In direct response to the appeal decision in the Biran case the Israeli Tax Authority issued February 8, 2018 a draft circular setting out when rental income of multiple residential properties will be considered in the future by the Israeli Tax Authority as business income versus passive rental income.
The dispute of the classification of rental income is relevant for the question whether para. 122 of the Israeli Income Tax Ordinance with its favourable tax rate of 10 % is applicable or the rental income is taxed with the progressive tax rate for individuals according to para. 121 of the Israeli Income Tax Ordinance.
In the Biran case the taxpayer owned more than 20 apartments. He argued that the rental income is passive income and accordingly applied the tax rate of 10 % on the brutto rental income. The tax authority, in contrast, argued that the rental income of multiple apartments is to be considered business income and taxed the income according to the progressive tax rate. The Court of Appeals accepted the position of the Israeli Tax Authorities. The Court of Appeals explains that the rental activity of multiple residential properties can become a real, systematic and frequent occupation of the taxpayer that requires significant human and personal input. As far as the rental activity requires this kind of systematic employment it is an indication that the rental activity becomes a business. The Court continued that it is very difficult to set a rigid quantitative threshold. However, the rental activity of more than 20 apartments rises to the level that requires the operation of a real business. In the decision the Court of Appeals outlined considerations to be taken into account when examining the classification of the rental income of residential property as business income or passive income.
In the recent draft circular the Israeli Tax Authority picks up on these considerations and summarizes them in order to classify rental income of residential property as business income or passive income. It should be noted that the circular only applies to residential property and does not relate to holiday apartments or to the rental of other business assets.
In short, the Tax Authority determines that the rental of more than 10 residential units are classified as business income. In case the taxpayer claims differently, he has the burden of proof to show that there are special circumstances which justifies to deviate from this general rule.
Furthermore, the Tax Authority assumes that the rental income of up to 5 residential units is passive income.
In contrast, the rent of more than 5 residential properties and less than 10 residential properties will be examined according to the considerations outlined in the circular and the nature of the income will be accordingly determined as income from a business or as passive income.

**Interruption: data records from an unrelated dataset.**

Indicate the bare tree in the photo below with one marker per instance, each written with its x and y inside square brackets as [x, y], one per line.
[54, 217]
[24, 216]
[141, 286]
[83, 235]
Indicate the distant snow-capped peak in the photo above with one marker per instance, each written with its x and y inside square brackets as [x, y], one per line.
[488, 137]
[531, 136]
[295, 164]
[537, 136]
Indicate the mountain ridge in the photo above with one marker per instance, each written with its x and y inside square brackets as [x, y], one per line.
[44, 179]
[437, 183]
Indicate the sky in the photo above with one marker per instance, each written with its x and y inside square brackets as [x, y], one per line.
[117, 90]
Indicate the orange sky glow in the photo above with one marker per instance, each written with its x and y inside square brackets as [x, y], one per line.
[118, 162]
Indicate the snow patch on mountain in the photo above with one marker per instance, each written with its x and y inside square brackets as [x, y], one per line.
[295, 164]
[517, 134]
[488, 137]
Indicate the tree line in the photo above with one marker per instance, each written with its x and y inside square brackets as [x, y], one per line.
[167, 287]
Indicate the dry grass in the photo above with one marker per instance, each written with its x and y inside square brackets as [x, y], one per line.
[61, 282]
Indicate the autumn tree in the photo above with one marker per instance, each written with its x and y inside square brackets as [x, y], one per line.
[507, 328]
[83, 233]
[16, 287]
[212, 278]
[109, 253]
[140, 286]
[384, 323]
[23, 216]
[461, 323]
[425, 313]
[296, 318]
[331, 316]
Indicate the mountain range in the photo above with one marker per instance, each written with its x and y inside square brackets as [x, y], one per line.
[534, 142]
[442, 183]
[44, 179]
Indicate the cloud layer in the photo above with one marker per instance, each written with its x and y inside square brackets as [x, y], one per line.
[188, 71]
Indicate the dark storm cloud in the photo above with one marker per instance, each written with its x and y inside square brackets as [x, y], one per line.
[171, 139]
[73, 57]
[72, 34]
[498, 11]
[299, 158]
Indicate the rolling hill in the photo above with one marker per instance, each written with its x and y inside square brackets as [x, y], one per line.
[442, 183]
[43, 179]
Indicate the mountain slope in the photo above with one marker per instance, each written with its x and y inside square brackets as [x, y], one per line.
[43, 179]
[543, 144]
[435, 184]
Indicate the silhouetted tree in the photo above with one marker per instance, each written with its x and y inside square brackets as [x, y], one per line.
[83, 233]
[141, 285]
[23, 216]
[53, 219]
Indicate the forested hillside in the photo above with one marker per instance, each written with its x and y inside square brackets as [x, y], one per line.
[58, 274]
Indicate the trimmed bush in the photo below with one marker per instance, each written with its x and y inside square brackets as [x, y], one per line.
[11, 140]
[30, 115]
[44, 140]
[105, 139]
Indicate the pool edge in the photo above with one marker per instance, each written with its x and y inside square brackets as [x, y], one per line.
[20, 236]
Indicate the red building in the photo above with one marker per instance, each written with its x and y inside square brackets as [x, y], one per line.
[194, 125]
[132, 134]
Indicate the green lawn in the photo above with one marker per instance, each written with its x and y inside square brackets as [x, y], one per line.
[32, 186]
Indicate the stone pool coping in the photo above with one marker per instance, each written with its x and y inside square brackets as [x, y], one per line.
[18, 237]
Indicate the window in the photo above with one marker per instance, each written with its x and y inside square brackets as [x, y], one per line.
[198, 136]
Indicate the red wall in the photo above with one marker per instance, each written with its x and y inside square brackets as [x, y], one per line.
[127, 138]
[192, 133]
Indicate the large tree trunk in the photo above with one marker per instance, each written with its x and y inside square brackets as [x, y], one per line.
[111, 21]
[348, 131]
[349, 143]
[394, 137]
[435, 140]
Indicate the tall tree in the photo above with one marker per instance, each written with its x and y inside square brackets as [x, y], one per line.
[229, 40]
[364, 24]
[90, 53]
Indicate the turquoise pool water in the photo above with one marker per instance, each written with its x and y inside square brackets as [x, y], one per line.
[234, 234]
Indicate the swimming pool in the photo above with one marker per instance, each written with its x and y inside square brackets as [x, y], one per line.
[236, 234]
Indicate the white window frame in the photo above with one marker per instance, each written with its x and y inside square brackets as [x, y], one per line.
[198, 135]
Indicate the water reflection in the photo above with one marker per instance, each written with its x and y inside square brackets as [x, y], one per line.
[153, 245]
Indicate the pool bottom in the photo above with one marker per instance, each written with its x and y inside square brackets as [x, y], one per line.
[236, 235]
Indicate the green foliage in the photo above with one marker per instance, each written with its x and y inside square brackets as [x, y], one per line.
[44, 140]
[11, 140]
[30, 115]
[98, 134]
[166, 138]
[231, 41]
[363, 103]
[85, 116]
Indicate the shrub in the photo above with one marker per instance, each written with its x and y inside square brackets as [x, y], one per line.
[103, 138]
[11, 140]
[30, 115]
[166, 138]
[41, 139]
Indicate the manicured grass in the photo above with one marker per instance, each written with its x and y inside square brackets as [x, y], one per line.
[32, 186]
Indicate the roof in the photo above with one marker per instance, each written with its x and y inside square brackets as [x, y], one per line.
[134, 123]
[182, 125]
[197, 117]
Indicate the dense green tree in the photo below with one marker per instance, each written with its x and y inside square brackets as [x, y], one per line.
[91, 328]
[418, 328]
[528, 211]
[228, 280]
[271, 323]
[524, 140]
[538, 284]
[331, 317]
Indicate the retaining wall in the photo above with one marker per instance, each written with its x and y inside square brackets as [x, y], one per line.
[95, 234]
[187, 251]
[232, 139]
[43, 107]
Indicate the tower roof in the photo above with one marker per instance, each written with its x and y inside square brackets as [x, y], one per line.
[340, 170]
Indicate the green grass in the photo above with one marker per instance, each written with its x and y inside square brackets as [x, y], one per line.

One of the most important criteria is the frequency of transactions or activities. Hereby, not only the rental activity should be relevant but also additional activities like the setting up of lease agreements, marketing activities, the volume of accounting activities and the rent collection procedure. Another important criteria for the classification is whether there is a certain level of proficiency and knowledge required for the rental activity. Another factor to be considered is, the frequency by which the taxpayer carries out developments or improvements of the property. The more improvements to be done the more likelihood that the rental income is classified as business income. However, the tax authority emphasizes that the lack of developments and improvements does not negate the fact that the rental can be classified as business income. The tax authority note that the type of property, the financing method or the holding period are less critical in determining whether rental income is business or passive income.
After the decision of the Court of Appeals in the Biran case the Israeli Tax Authority released a draft circular, setting out the criteria according to which rental income will be classified in the future as business income or rental income. Whereas the Court of Appeals did not want to set a rigid quantitative threshold, the tax authority established that the rent of more than 10 residential units are to be considered business income, where the burden of proof of the contrary shifts to the taxpayer. The rent activity of up to 5 residential units is to be presumed passive income according to the draft circular. The classification of rental income of the lease of more than 5 but less than 10 residential properties will be determined by applying criteria like the frequency of activities (such as marketing activities, rent collection procedure, lease agreements), like the proficiency and knowledge required for the rental activity and like the volume of the development and improvements of the respective properties.
It is to be assumed that the Tax Authority will classify rental income as business income versus passive income on the basis of the above mentioned statements contained in the draft circular.